Molecular Methods Enhance the Detection of Pyoderma-Related Streptococcus pyogenes and emm-Type Distribution in Children

Abstract

Background: Streptococcus pyogenes-related skin infections are increasingly implicated in the development of rheumatic heart disease (RHD) in lower-resource settings, where they are often associated with scabies. The true prevalence of S pyogenes-related pyoderma may be underestimated by bacterial culture.

Methods: A multiplex quantitative polymerase chain reaction (qPCR) assay for S pyogenes, Staphylococcus aureus, and Sarcoptes scabiei was applied to 250 pyoderma swabs from a cross-sectional study of children aged <5 years in The Gambia. Direct PCR-based emm-typing was used to supplement previous whole genome sequencing (WGS) of cultured isolates.

Results: Pyoderma lesions with S pyogenes increased from 51% (127/250) using culture to 80% (199/250) with qPCR. Compared to qPCR, the sensitivity of culture was 95.4% for S pyogenes (95% confidence interval {CI}, 77.2%-99.9%) in samples with S pyogenes alone (22/250 [9%]), but 59.9% (95% CI, 52.3%-67.2%) for samples with S aureus coinfection (177/250 [71%]). Direct PCR-based emm-typing was successful in 50% (46/92) of cases, identifying 27 emm-types, including 6 not identified by WGS (total 52 emm-types).

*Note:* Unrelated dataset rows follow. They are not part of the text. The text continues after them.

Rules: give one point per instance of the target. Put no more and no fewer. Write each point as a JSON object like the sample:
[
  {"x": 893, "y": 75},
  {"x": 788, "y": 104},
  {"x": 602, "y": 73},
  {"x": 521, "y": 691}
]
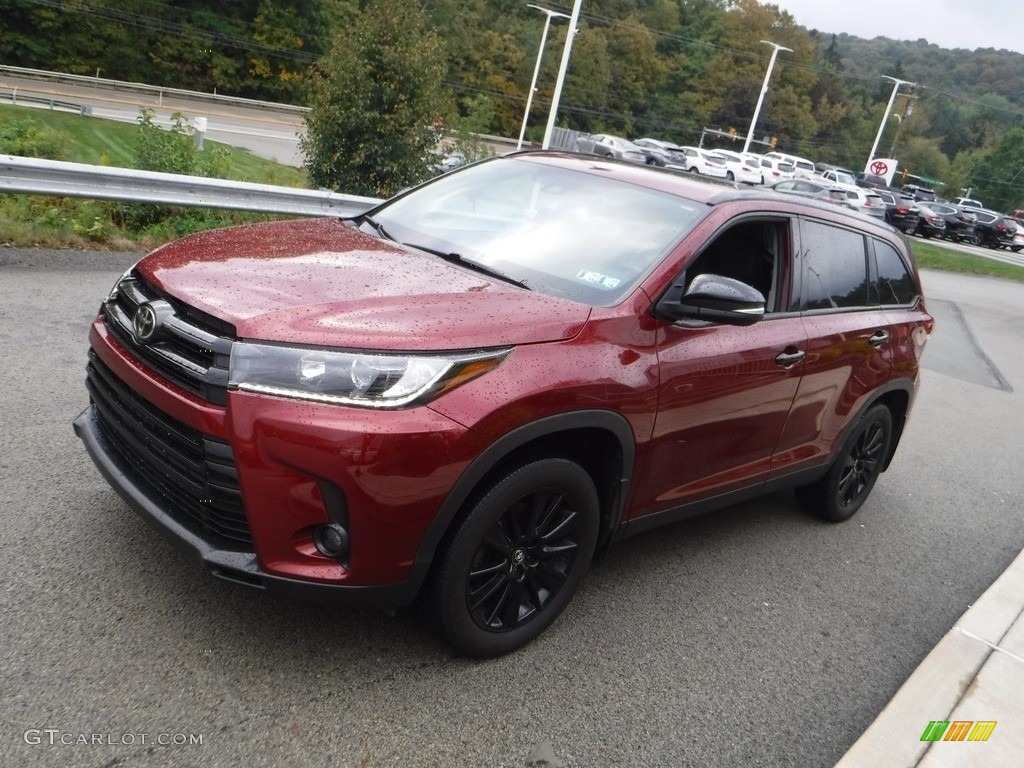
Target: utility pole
[
  {"x": 896, "y": 84},
  {"x": 764, "y": 90},
  {"x": 562, "y": 69},
  {"x": 537, "y": 68}
]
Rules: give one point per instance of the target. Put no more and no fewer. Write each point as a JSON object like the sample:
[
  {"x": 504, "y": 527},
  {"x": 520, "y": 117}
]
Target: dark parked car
[
  {"x": 930, "y": 222},
  {"x": 960, "y": 221},
  {"x": 464, "y": 395},
  {"x": 994, "y": 229},
  {"x": 901, "y": 211}
]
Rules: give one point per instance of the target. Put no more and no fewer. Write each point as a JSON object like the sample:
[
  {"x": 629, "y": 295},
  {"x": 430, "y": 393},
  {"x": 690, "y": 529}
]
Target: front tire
[
  {"x": 516, "y": 559},
  {"x": 841, "y": 493}
]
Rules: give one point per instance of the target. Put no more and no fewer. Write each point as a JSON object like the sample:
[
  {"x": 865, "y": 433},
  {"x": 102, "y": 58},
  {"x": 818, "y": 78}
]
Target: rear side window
[
  {"x": 895, "y": 284},
  {"x": 834, "y": 266}
]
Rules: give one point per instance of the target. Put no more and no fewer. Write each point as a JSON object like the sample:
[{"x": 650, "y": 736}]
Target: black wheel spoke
[
  {"x": 550, "y": 577},
  {"x": 550, "y": 551},
  {"x": 544, "y": 508},
  {"x": 492, "y": 619},
  {"x": 480, "y": 595},
  {"x": 517, "y": 557},
  {"x": 497, "y": 541},
  {"x": 567, "y": 522},
  {"x": 511, "y": 609}
]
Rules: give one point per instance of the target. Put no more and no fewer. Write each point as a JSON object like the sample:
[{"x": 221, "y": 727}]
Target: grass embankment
[
  {"x": 66, "y": 222},
  {"x": 936, "y": 257}
]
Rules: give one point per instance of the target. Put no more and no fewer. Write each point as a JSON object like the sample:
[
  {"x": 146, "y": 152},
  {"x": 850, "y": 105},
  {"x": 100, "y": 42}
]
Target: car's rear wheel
[
  {"x": 850, "y": 479},
  {"x": 515, "y": 560}
]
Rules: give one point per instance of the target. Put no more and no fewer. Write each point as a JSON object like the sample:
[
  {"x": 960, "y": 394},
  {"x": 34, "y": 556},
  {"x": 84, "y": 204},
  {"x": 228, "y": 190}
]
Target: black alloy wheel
[
  {"x": 839, "y": 495},
  {"x": 516, "y": 559}
]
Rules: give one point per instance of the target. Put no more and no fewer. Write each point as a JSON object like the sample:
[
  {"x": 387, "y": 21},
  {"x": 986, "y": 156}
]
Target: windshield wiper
[
  {"x": 457, "y": 258},
  {"x": 377, "y": 225}
]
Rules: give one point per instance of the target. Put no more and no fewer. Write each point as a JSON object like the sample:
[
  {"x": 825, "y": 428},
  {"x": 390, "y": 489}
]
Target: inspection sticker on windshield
[{"x": 597, "y": 279}]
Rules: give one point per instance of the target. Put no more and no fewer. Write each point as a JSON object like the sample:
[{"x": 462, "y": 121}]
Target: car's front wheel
[
  {"x": 850, "y": 479},
  {"x": 515, "y": 560}
]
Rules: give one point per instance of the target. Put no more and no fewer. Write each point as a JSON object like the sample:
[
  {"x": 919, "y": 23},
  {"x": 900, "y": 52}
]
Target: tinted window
[
  {"x": 895, "y": 284},
  {"x": 834, "y": 266}
]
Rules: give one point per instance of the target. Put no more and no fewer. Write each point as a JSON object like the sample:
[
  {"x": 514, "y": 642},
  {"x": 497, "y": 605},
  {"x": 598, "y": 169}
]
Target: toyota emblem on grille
[{"x": 148, "y": 320}]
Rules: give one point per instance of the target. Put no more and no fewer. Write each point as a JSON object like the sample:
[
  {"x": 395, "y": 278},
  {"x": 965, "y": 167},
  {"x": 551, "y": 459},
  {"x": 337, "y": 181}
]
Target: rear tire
[
  {"x": 516, "y": 559},
  {"x": 839, "y": 495}
]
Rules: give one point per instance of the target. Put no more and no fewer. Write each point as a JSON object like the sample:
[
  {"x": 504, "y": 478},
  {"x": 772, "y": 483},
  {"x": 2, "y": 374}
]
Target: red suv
[{"x": 464, "y": 395}]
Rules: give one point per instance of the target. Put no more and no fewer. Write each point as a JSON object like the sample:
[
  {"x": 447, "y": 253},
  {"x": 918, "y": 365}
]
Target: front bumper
[{"x": 236, "y": 566}]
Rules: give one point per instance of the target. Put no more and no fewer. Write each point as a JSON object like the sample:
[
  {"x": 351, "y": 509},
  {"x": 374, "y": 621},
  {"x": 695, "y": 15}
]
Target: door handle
[
  {"x": 879, "y": 338},
  {"x": 790, "y": 358}
]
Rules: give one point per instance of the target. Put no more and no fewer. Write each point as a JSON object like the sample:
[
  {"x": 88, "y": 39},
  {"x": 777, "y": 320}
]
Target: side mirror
[{"x": 714, "y": 298}]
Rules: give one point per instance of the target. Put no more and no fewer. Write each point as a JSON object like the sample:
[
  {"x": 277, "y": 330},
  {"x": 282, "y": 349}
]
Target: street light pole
[
  {"x": 562, "y": 68},
  {"x": 885, "y": 118},
  {"x": 537, "y": 69},
  {"x": 764, "y": 90}
]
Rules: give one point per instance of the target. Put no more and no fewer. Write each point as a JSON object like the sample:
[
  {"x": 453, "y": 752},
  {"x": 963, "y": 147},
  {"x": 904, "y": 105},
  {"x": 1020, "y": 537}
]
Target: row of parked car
[{"x": 913, "y": 209}]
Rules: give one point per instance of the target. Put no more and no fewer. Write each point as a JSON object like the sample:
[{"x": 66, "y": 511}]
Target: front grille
[
  {"x": 193, "y": 349},
  {"x": 194, "y": 472}
]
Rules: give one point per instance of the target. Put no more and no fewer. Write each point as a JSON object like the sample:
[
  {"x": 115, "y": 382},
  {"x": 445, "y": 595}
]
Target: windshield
[{"x": 560, "y": 231}]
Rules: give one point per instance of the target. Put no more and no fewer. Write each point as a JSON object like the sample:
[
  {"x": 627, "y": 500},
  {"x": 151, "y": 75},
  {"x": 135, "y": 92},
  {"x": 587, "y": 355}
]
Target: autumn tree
[{"x": 374, "y": 102}]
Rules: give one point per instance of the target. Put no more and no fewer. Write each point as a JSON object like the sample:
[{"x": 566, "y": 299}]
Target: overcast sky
[{"x": 948, "y": 24}]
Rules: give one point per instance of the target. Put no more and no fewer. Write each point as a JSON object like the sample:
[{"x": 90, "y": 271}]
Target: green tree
[
  {"x": 997, "y": 176},
  {"x": 374, "y": 101}
]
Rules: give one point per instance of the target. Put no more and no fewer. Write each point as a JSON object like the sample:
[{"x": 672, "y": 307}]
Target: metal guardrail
[
  {"x": 19, "y": 98},
  {"x": 159, "y": 90},
  {"x": 33, "y": 176}
]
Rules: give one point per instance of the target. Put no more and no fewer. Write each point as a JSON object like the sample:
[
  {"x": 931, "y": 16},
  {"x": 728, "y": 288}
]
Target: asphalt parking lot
[{"x": 756, "y": 636}]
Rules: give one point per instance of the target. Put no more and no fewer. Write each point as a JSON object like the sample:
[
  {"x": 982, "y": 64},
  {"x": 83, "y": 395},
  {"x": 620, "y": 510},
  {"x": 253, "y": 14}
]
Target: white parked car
[
  {"x": 865, "y": 202},
  {"x": 605, "y": 145},
  {"x": 802, "y": 167},
  {"x": 840, "y": 177},
  {"x": 740, "y": 167},
  {"x": 773, "y": 169},
  {"x": 702, "y": 162},
  {"x": 662, "y": 154}
]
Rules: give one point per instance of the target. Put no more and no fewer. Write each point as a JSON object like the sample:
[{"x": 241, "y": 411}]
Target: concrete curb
[{"x": 976, "y": 673}]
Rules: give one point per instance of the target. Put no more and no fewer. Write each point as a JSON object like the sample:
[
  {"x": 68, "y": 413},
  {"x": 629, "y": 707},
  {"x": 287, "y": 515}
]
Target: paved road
[
  {"x": 266, "y": 133},
  {"x": 753, "y": 637}
]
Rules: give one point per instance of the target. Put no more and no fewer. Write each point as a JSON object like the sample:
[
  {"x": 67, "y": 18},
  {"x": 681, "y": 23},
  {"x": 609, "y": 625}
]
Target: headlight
[{"x": 353, "y": 378}]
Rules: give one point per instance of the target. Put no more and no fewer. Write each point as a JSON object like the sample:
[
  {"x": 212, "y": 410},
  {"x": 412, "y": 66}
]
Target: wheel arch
[
  {"x": 897, "y": 398},
  {"x": 601, "y": 441}
]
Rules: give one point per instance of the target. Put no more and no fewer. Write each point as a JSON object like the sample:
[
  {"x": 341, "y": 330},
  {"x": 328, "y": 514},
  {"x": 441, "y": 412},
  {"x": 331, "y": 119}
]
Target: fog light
[{"x": 331, "y": 541}]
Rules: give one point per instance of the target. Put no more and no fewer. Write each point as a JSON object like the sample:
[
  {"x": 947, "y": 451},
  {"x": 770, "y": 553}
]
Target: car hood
[{"x": 320, "y": 282}]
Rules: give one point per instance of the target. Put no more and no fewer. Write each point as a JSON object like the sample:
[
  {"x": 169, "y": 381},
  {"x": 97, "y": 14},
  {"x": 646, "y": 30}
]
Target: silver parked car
[
  {"x": 605, "y": 145},
  {"x": 817, "y": 190},
  {"x": 866, "y": 202}
]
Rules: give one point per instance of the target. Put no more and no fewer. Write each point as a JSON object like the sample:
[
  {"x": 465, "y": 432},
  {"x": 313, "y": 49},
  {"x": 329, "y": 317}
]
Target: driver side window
[{"x": 753, "y": 252}]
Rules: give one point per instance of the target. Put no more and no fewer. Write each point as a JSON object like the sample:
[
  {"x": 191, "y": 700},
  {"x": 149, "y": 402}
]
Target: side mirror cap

Conclusions: Bacterial culture significantly underestimates the burden of S pyogenes in pyoderma, particularly with S aureus coinfection. Molecular methods should be used to enhance the detection of S pyogenes in surveillance studies and clinical trials of preventive measures in RHD-endemic settings.

Keywords: Streptococcus pyogenes; emm-typing; PCR; skin infection; strain diversity.

Figure 1.

Bacterial quantity in polymerase chain reaction–positive samples for Streptococcus pyogenes (A) and Staphylococcus aureus (B) by bacteriological culture status, and for S pyogenes (C) and S aureus (D) in coinfected samples compared to samples with a single identified bacterial pathogen. Statistical differences determined using a 2-tailed Mann Whitney U test.

Figure 2.

Participant infection status by age, as determined by quantitative polymerase chain reaction (qPCR) result. Those with infection status “Negative” had a clinical diagnosis of pyoderma but neither Streptococcus pyogenes nor Staphylococcus aureus was detected by qPCR.

Figure 3.

Bacterial etiology and load of pyoderma cases according to season. Participant infection status by season, as determined by quantitative polymerase chain reaction (qPCR) result, for all study participants (A) and participants with pyoderma (B). Those with infection status “Negative” had a clinical diagnosis of pyoderma but neither Streptococcus pyogenes nor Staphylococcus aureus was detected by qPCR, while those with status “No pyoderma” did not have swabs taken. Sample bacterial quantity for S pyogenes (C) and S aureus (D) in samples taken before the onset of the rainy season compared to during the rainy season. Statistical differences determined using a 2-tailed Mann Whitney U test.

Figure 4.

Distribution of Streptococcus pyogenes emm-types. emm-types from 153 of 199 S pyogenes quantitative polymerase chain reaction (PCR)–positive samples were available. A, emm-types by typing method. Direct PCR-based emm-typing increased both the number of samples of 21 emm-types in the whole genome sequencing (WGS)–defined dataset, as well as detection of 6 emm-types not in the WGS dataset. B, S pyogenes emm-type by geographical cluster, labeled with the cluster number designated during our previous study. Clusters are ordered by detected number of pyoderma cases from high to low. Black boxes and dots in the emm-type legend denote emm-types identified by PCR but not WGS.